Análisis

Andrés Caparrós

Ligero: Memorias de un perro muy viejo (Capítulo IV)

Milagro, milagro!" nadie puede notar que me río en este momento. Porque soy un perro que no tiene fuerzas para escribir en el aire con mi rabo, espirales de alegría. La verdad es que me está gustando esto que me pasa. Se llama, recordar. Tanto me está gustando, que no me duele morirme.

• "¡Milagro, milagro!"

Cómo gritaba Andrés en el momento que aprendió a montar en bicicleta…

Aquella tarde fuimos los cuatro a comprar leche y huevos frescos a la pequeña granja que había cerca de la casa de verano: el padre, el hijo, la bicicleta y yo. A la ida, el padre sujetaba el sillín para que el hijo no se cayera, y bromeaba todo el rato. Yo disfrutaba viéndolos tan felices.

• "Ahora, tú sólo, ¿vale?"

• "¡No, no, nooo!" - gritaba el futuro ciclista -

La granjera, siempre muy amable, aquella vez lo fue más. Les regaló una bola amarilla que se movía, y que pasado un tiempo se llamaría "Plumi" porque sería una gallina.

El regreso a casa fue complicado. Al amo mayor le faltaban manos para la lechera llena, los doce huevos liados en papel de periódico, la bola amarilla que no viajaba bien en un bolsillo… ¡y la bicicleta!

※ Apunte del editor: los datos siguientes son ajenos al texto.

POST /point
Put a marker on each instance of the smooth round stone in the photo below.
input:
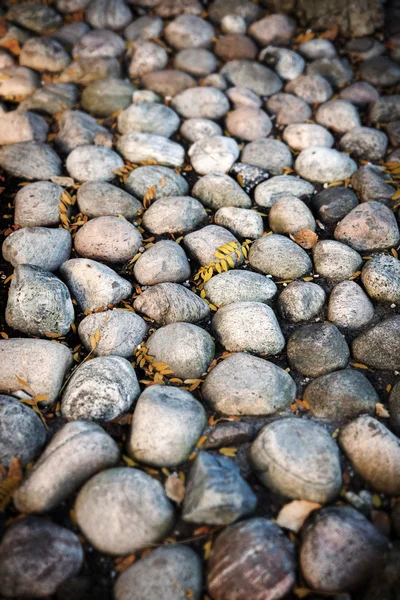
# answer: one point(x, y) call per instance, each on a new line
point(278, 256)
point(165, 261)
point(289, 214)
point(166, 426)
point(196, 61)
point(297, 459)
point(243, 384)
point(240, 221)
point(379, 347)
point(167, 303)
point(42, 363)
point(244, 550)
point(181, 570)
point(38, 246)
point(214, 154)
point(335, 260)
point(186, 348)
point(94, 285)
point(349, 306)
point(333, 204)
point(100, 390)
point(248, 327)
point(342, 538)
point(341, 395)
point(268, 192)
point(104, 501)
point(317, 349)
point(105, 97)
point(22, 433)
point(269, 154)
point(100, 199)
point(301, 301)
point(217, 190)
point(250, 74)
point(324, 165)
point(37, 556)
point(166, 182)
point(148, 117)
point(174, 215)
point(239, 286)
point(314, 89)
point(303, 135)
point(368, 227)
point(381, 278)
point(77, 452)
point(374, 452)
point(121, 332)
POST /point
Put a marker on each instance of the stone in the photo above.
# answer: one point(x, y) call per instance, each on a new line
point(324, 165)
point(100, 390)
point(187, 349)
point(303, 135)
point(102, 505)
point(301, 301)
point(94, 285)
point(22, 432)
point(38, 302)
point(38, 246)
point(141, 147)
point(101, 199)
point(166, 426)
point(335, 260)
point(378, 347)
point(343, 537)
point(248, 327)
point(381, 278)
point(121, 332)
point(268, 192)
point(316, 349)
point(77, 452)
point(244, 550)
point(166, 261)
point(368, 227)
point(297, 459)
point(30, 161)
point(278, 256)
point(145, 581)
point(36, 555)
point(239, 286)
point(342, 395)
point(243, 384)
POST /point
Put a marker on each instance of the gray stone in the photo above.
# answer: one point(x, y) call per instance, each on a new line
point(301, 301)
point(94, 285)
point(341, 395)
point(22, 433)
point(36, 555)
point(187, 349)
point(121, 332)
point(335, 260)
point(166, 426)
point(105, 500)
point(297, 459)
point(77, 452)
point(182, 570)
point(278, 256)
point(38, 246)
point(38, 302)
point(243, 384)
point(216, 493)
point(316, 349)
point(248, 327)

Como perro, yo he sido cariñoso o temerario si la ocasión lo requería; lo fui aquella vez que crucé la Diagonal de Barcelona invadida de coches. Era irresistible el olor de una preciosa perra de agua en celo. La vi pasar, cautiva de su dueña, de un collar de los de clase alta y de la correa haciendo juego.

Pero esa es otra historia.

Ante el apuro de tener que atender leche, huevos, pollito, bicicleta y niño, el amo le echó valor. En la izquierda, el recipiente de la leche, la docena de huevos entre la camisa y la barriga, la mano derecha, agarrando el sillín sobre el que el aprendiz se esforzaba por guardar el equilibrio. ¿Qué podía pasar? Fue un momento emocionante; tanto, que olvidé mi objetivo de cada día: robarle a los niños el bocadillo.

¡Error de cálculo! Excesivo el impulso para que por inercia, la bicicleta se mantuviera vertical el tiempo suficiente, y Andrés pudiera controlar el manillar empezando a pedalear por su cuenta.

• ¡Voy solo Papá, voy solo! ¡Milagro, milagro!

El padre no pudo celebrar la victoria porque en el mismo instante, estaba enfrentándose a la emergencia de salvar los huevos y evitar que yo le hiciera daño al polluelo que a punto estuvo de caer al suelo.

Poco después, ya en casa, era una fiesta la mirada del nuevo campeón ciclista.

Y era una nube triste y divertida al mismo tiempo, la mirada de mi amo padre. Manchada de amarillo la camisa blanca impoluta con que había salido, contó a la familia lo ocurrido. Hubo suerte con la leche, que llegó entera, sabrosa y a punto. Lo de los huevos fue peor. Las claras, yemas y cascarones de media docena se quedaron en el camino, señalando el lugar exacto en que Andrés Caparrós Araujo, mi amo de nueve años, vivió su primer milagro.

A la hora de la cena faltaron huevos. Pero abundó la risa.